Latest news

Aug 12, 2020

CHANGES TO THE MEDICINAL PRODUCTS IN HUMAN MEDICINE ACT

in Без категория

Our lawyers Tsvetelina Dimitrova and Dobrina Pavlova prepared summary information on the new changes to the Medicinal Products in Human Medicine Act.

On 28.07.2020 in the State Gazette vol. 67, the latest amendments to the Medicinal Products in Human Medicine Act were promulgated (SG vol. 31 of 13.04.2007, last amended and supplemented SG vol. 67 of 28.07.2020) (the ‘Act’), which aims to create the preconditions for the implementation of Commission Delegated Regulation (EU) 2016/161 of 2 October 2015 supplementing Directive 2001/83/EC of the European Parliament and of the Council by laying down detailed rules on safety features appearing on the packaging of medicinal products for human use  (“Delegated Regulation (EU) 2016/161”), including optimization of the control over pharmacies. Summary information about the changes can be found below.

I. REDUCTION OF ADMINISTRATIVE BURDEN

Pursuant to Decision No. 704 of the Council of Ministers of 2018 on the adoption of measures for transformation of the model of administrative services, the Act provides for measures to limit the administrative burden on citizens and legal entities in the registration regimes related to trade in medicinal products.

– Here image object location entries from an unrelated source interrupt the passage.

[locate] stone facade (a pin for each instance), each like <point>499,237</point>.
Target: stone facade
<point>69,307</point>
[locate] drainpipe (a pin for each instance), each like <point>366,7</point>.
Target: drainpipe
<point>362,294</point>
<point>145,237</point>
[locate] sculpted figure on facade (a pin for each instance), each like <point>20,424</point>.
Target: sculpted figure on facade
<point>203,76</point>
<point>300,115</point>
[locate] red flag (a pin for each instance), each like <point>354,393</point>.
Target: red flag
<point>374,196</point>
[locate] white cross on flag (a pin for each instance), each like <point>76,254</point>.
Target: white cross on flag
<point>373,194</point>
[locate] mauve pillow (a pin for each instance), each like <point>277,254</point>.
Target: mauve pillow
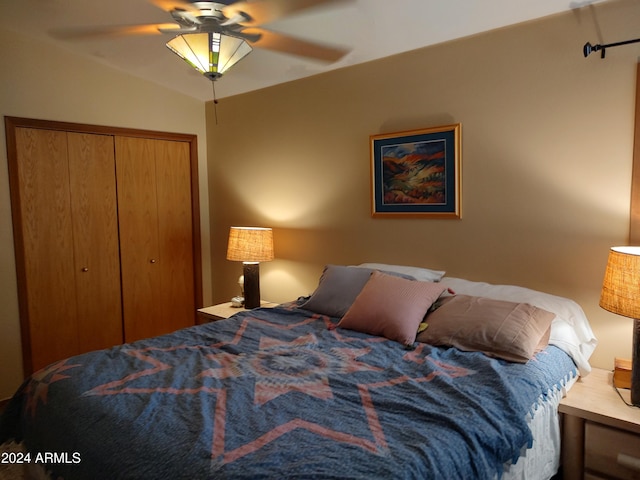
<point>391,307</point>
<point>338,288</point>
<point>508,330</point>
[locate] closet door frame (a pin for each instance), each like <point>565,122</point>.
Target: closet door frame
<point>12,123</point>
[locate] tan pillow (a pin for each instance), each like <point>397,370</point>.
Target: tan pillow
<point>509,330</point>
<point>391,307</point>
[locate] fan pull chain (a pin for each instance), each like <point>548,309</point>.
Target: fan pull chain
<point>215,101</point>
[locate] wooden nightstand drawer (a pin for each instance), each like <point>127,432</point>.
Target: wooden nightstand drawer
<point>613,452</point>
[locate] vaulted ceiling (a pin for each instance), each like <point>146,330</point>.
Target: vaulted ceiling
<point>370,29</point>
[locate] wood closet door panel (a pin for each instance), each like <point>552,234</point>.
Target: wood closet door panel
<point>45,247</point>
<point>173,176</point>
<point>96,245</point>
<point>139,249</point>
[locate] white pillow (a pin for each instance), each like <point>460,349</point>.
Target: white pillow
<point>422,274</point>
<point>570,330</point>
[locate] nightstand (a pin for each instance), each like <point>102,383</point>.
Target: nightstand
<point>600,434</point>
<point>224,310</point>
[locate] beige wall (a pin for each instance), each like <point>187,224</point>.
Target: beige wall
<point>547,155</point>
<point>40,81</point>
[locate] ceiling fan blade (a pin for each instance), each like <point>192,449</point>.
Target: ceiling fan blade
<point>265,11</point>
<point>170,5</point>
<point>295,46</point>
<point>113,31</point>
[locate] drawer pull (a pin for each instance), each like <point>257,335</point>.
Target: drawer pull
<point>627,461</point>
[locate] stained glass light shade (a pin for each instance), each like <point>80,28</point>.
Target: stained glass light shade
<point>211,54</point>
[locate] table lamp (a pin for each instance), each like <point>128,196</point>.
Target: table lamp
<point>621,295</point>
<point>250,245</point>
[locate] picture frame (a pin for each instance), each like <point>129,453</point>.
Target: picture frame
<point>417,173</point>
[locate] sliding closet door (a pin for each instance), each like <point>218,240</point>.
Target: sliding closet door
<point>64,198</point>
<point>95,234</point>
<point>156,237</point>
<point>44,247</point>
<point>175,240</point>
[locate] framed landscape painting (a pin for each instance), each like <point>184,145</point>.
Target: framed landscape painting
<point>417,173</point>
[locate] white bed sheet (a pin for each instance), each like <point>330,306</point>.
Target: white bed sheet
<point>542,460</point>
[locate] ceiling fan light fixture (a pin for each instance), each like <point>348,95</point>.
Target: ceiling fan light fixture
<point>211,54</point>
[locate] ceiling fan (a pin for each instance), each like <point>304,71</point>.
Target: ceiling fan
<point>241,19</point>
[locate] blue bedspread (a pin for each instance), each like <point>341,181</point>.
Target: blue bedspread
<point>274,393</point>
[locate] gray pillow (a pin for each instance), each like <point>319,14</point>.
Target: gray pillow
<point>338,288</point>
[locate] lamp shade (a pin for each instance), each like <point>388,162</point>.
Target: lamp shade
<point>621,284</point>
<point>211,54</point>
<point>250,244</point>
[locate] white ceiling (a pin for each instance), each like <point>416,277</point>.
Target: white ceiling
<point>371,29</point>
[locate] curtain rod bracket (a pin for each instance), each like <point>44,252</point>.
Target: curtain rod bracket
<point>588,48</point>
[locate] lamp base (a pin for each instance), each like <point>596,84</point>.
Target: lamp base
<point>635,364</point>
<point>251,273</point>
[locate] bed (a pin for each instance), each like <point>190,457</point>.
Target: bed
<point>320,387</point>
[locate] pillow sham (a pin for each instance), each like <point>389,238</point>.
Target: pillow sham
<point>391,307</point>
<point>422,274</point>
<point>337,289</point>
<point>570,331</point>
<point>508,330</point>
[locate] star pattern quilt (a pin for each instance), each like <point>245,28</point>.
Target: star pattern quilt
<point>277,393</point>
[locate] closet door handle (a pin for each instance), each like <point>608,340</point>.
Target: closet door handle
<point>627,461</point>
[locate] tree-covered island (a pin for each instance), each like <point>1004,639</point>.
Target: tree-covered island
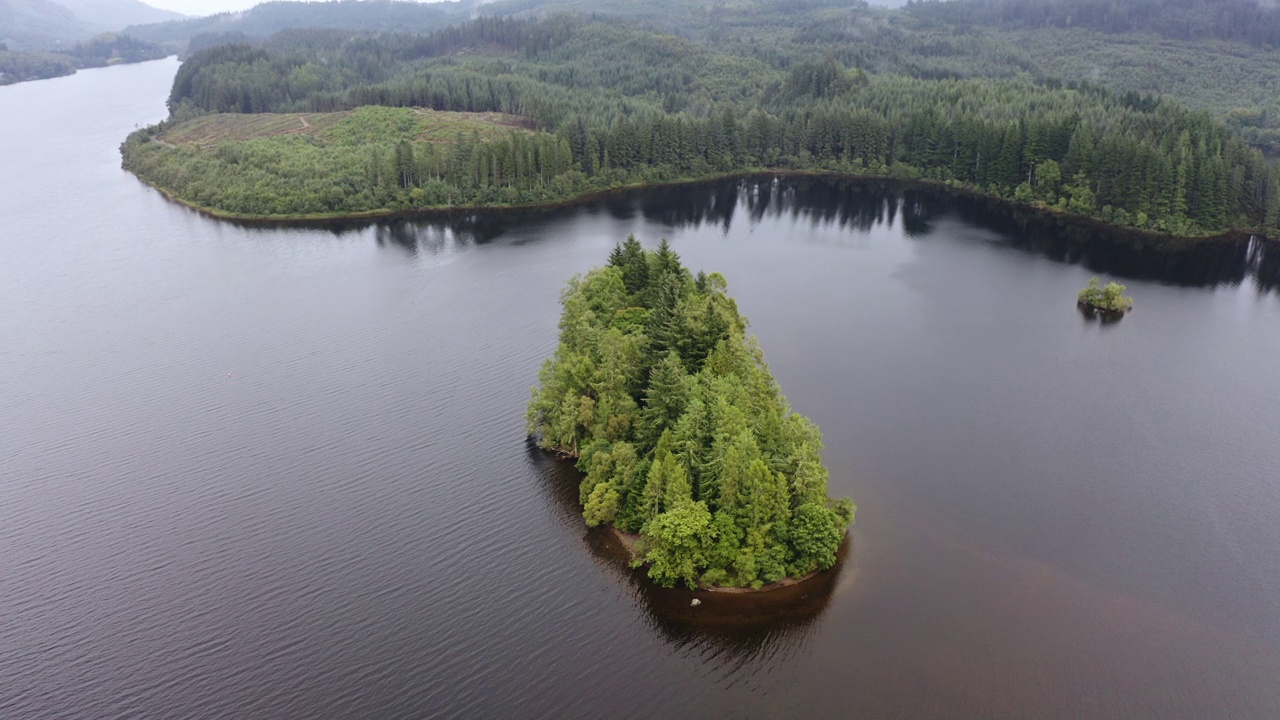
<point>1109,299</point>
<point>684,436</point>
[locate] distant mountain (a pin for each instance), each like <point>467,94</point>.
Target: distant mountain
<point>117,14</point>
<point>268,18</point>
<point>40,24</point>
<point>45,24</point>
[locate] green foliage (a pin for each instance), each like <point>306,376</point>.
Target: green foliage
<point>686,440</point>
<point>620,104</point>
<point>1109,297</point>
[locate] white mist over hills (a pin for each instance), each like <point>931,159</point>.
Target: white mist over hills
<point>42,24</point>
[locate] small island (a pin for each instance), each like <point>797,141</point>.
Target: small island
<point>1109,300</point>
<point>688,446</point>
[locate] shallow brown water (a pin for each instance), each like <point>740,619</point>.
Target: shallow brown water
<point>273,473</point>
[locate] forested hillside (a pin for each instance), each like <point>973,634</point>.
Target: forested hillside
<point>1244,21</point>
<point>638,105</point>
<point>682,433</point>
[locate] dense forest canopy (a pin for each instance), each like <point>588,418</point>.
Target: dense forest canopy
<point>1207,54</point>
<point>682,433</point>
<point>106,49</point>
<point>1244,21</point>
<point>636,105</point>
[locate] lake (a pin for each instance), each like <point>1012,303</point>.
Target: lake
<point>282,473</point>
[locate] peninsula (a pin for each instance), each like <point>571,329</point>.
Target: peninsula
<point>684,436</point>
<point>502,112</point>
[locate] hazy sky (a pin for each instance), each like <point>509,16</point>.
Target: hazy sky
<point>205,7</point>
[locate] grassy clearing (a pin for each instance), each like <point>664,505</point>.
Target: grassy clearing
<point>350,127</point>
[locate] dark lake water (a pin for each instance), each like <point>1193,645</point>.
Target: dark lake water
<point>282,473</point>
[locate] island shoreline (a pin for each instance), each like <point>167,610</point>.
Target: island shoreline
<point>629,543</point>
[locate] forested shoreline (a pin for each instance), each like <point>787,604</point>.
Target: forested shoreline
<point>108,49</point>
<point>613,105</point>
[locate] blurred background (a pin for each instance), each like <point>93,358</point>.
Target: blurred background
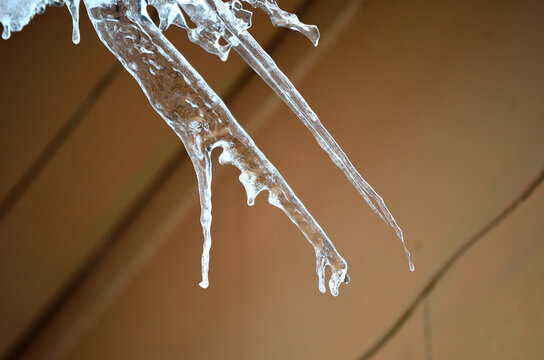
<point>439,104</point>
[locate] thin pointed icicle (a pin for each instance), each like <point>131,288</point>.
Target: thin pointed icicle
<point>285,19</point>
<point>202,121</point>
<point>73,8</point>
<point>267,69</point>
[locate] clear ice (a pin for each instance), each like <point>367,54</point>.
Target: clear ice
<point>197,114</point>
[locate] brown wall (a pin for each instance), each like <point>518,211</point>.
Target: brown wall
<point>438,103</point>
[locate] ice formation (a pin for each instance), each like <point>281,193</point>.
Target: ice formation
<point>197,115</point>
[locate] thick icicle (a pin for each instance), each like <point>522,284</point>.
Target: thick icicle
<point>203,122</point>
<point>73,7</point>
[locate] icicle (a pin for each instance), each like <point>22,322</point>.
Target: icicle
<point>73,7</point>
<point>6,33</point>
<point>282,18</point>
<point>263,65</point>
<point>198,115</point>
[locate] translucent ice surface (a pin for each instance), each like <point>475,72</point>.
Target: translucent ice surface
<point>197,115</point>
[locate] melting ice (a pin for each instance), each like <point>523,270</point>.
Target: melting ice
<point>197,115</point>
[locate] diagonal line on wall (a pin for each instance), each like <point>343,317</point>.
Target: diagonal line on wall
<point>125,220</point>
<point>41,161</point>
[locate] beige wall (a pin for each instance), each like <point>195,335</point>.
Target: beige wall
<point>438,103</point>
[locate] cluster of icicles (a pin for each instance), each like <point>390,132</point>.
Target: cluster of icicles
<point>199,117</point>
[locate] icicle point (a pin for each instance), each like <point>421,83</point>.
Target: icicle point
<point>73,8</point>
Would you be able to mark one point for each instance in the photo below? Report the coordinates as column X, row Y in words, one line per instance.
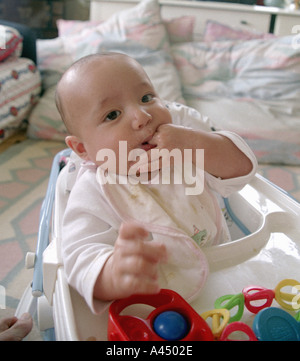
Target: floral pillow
column 138, row 32
column 10, row 42
column 215, row 31
column 179, row 29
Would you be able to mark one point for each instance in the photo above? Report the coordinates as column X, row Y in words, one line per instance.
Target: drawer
column 285, row 23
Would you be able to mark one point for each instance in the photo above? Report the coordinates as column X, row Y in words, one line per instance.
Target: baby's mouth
column 147, row 146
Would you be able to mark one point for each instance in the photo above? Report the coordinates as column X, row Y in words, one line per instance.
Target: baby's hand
column 133, row 266
column 170, row 136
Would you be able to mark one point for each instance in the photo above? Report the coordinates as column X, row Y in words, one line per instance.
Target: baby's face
column 115, row 101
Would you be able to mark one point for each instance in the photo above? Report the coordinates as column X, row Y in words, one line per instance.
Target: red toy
column 131, row 328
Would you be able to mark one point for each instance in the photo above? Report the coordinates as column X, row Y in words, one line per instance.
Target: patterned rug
column 25, row 169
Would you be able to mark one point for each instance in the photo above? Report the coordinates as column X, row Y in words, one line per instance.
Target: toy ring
column 255, row 293
column 237, row 326
column 233, row 300
column 289, row 301
column 216, row 316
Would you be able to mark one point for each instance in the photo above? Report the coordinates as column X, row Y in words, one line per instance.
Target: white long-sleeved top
column 184, row 223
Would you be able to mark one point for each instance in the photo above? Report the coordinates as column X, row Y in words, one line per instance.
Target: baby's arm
column 222, row 158
column 132, row 267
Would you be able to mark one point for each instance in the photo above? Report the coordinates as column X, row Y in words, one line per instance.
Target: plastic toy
column 275, row 324
column 171, row 326
column 175, row 320
column 155, row 327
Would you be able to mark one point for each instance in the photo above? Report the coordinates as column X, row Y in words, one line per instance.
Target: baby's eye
column 147, row 98
column 113, row 115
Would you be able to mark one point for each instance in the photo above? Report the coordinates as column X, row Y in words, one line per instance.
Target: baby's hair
column 77, row 65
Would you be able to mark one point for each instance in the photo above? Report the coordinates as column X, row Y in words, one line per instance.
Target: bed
column 20, row 81
column 244, row 80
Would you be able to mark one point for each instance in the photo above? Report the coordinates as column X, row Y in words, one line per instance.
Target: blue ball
column 171, row 326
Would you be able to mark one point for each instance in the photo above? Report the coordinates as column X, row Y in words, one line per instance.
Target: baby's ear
column 77, row 146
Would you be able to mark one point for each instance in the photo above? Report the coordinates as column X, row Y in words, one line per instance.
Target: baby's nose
column 140, row 118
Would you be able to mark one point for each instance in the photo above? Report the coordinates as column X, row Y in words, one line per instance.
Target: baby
column 121, row 238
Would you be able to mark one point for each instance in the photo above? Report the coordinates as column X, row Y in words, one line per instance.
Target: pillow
column 255, row 83
column 215, row 31
column 52, row 60
column 138, row 31
column 10, row 42
column 179, row 29
column 73, row 27
column 266, row 69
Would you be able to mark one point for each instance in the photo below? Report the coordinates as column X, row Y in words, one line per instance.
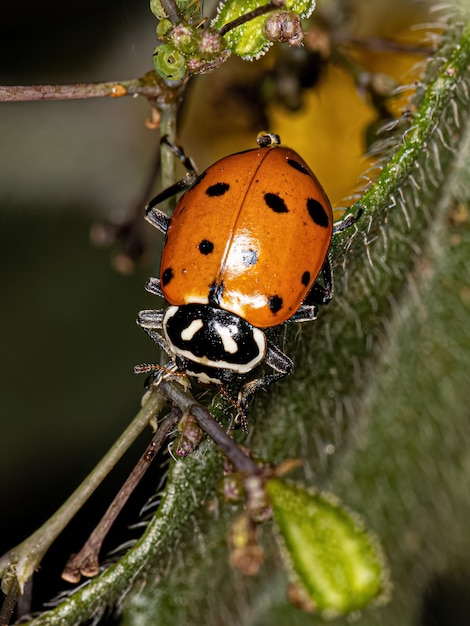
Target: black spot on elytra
column 215, row 292
column 317, row 213
column 206, row 247
column 217, row 190
column 167, row 276
column 275, row 303
column 276, row 203
column 198, row 179
column 298, row 166
column 249, row 257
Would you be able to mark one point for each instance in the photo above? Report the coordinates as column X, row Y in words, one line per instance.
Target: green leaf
column 335, row 559
column 248, row 40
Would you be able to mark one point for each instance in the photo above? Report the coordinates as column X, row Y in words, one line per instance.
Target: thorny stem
column 9, row 604
column 242, row 462
column 267, row 8
column 171, row 11
column 86, row 561
column 26, row 557
column 149, row 86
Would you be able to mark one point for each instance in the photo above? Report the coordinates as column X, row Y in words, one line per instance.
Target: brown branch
column 241, row 461
column 150, row 86
column 86, row 561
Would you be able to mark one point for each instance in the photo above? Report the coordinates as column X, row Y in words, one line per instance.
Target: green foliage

With respect to the above, there is no need for the presentation of a certificate for lack of criminal record by Bulgarian citizens when applying for a permit for (i) manufacture of medicinal products; (ii) for imports of medicinal products; (iii) wholesale of medicinal products; (iv) retail trade in medicinal products in pharmacies; and (v) drugstores. The same approach is applied in case of a subsequent change in any of the persons performing the specified activities.

In addition, the Bulgarian Drug Agency (BDA) will establish ex officio the circumstances regarding the existence of an usage permit or a certificate for commissioning of the sites for production, control and storage, issued under the Spatial Planning Act, or an another valid document within the meaning of the Spatial Planning Act.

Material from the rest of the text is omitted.